Venise 2011
Un palmarès épatant pour une Mostra qui ne le fut pas moins
A Venise, les propositions n’ont pas manqué, de la recherche formelle la plus exigeante à l’engagement social le plus prégnant.
Décidément, l’année aura été favorable au cinéma. Après une moisson cannoise si riche qu’on aurait pu redouter une mise en jachère obligée, la récolte vénitienne aura été de même portée. Avec en cerise sur le gâteau un palmarès presque de bout en bout conforme à nos souhaits. Comme le souligne l’ensemble de la presse italienne, pour une fois les meilleurs ont gagné.

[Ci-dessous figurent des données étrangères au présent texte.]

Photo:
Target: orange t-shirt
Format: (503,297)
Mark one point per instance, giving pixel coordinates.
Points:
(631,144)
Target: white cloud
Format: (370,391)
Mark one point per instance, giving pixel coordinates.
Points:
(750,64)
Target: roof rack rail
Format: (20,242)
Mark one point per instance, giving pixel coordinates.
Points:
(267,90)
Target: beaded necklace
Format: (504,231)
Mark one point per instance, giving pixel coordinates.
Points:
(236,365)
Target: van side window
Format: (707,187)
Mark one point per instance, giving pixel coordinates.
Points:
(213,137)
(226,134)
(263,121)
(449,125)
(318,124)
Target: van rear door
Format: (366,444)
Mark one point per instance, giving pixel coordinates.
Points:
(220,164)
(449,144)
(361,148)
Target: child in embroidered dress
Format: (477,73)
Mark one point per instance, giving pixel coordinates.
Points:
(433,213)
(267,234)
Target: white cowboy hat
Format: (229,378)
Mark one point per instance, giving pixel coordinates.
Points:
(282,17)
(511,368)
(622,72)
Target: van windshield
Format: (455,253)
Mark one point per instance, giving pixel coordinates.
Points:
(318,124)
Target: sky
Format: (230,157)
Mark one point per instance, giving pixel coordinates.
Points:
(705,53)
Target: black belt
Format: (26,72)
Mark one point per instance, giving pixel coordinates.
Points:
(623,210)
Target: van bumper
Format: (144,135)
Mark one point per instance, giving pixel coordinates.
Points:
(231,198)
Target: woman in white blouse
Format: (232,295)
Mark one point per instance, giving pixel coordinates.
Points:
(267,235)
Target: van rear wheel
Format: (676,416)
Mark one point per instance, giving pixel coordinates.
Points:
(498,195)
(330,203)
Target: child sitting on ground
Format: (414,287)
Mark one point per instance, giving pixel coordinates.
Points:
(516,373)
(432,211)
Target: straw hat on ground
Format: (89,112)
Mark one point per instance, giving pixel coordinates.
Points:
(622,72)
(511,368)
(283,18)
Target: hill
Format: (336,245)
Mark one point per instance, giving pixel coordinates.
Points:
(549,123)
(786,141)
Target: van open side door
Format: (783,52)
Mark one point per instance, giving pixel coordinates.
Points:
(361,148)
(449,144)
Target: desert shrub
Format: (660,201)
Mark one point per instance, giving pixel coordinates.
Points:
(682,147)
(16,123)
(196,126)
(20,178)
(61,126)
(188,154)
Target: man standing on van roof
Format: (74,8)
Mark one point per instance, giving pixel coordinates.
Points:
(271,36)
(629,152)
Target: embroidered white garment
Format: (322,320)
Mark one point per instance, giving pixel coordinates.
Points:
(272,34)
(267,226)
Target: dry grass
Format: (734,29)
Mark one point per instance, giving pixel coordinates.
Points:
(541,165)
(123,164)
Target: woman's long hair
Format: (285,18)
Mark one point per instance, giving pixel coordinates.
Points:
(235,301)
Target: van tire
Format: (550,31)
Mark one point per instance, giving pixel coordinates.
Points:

Saluons d’abord le Lion d’or attribué à Alexander Sokourov. Ce créateur majeur de notre temps n’avait jamais encore obtenu de récompense à sa mesure, jugé trop élitiste sans doute. Voilà qui est fait avec ceFaust, à la fois transposition fondamentalement fidèle du texte de Goethe, donné en allemand, et prolongement de la réflexion du cinéaste sur l’essence du pouvoir. Film très impressionnant aussi, Shame de Steve McQueen, qui repart avec le prix de la critique internationale et l’interprétation masculine pour Michael Fassbender, le magnifique comédien qui jouait Bobby Sands, membre de l’IRA, conduisant sa grève de la faim jusqu’à la mort dans Hunger, le premier film de McQueen. Même maîtrise totale ici du jeu comme de la mise en scène, mais opposition de contexte puisque nous sommes chez les yuppies new-yorkais du moment. Dans le film précédent on mourrait pour ses convictions, ici de ne pas en avoir, la consommation effrénée du sexe tentant de combler un vide existentiel antonionesque. L’interprétation féminine n’a pas non plus suscité la moindre contestation tant est évident le talent de Deanie Yip, une cinquantaine de titres à son actif mais inconnue chez nous, dans le film de Ann Hui, Une vie simple. On est aussi ravi de trouver au palmarès en prix spécial du jury Terraferma d’Emanuele Crialese, le pendant italien de Philippe Lioret. Nous sommes là dans la tradition du néoréalisme, dans une de ces îles (Lampedusa est la plus connue) qui voit débarquer au péril de leur vie des immigrés venus d’Afrique, ce qui n’a pas l’heur de plaire à nombre d’autochtones non tant racistes en soi que vivant du tourisme, eux-mêmes contraints à cette activité car la pêche ne donne plus. Le film sait exposer les problèmes dans leur complexité, allant jusqu’à souligner la différence entre les générations venues de la Résistance et celles simplement conduites par le profit.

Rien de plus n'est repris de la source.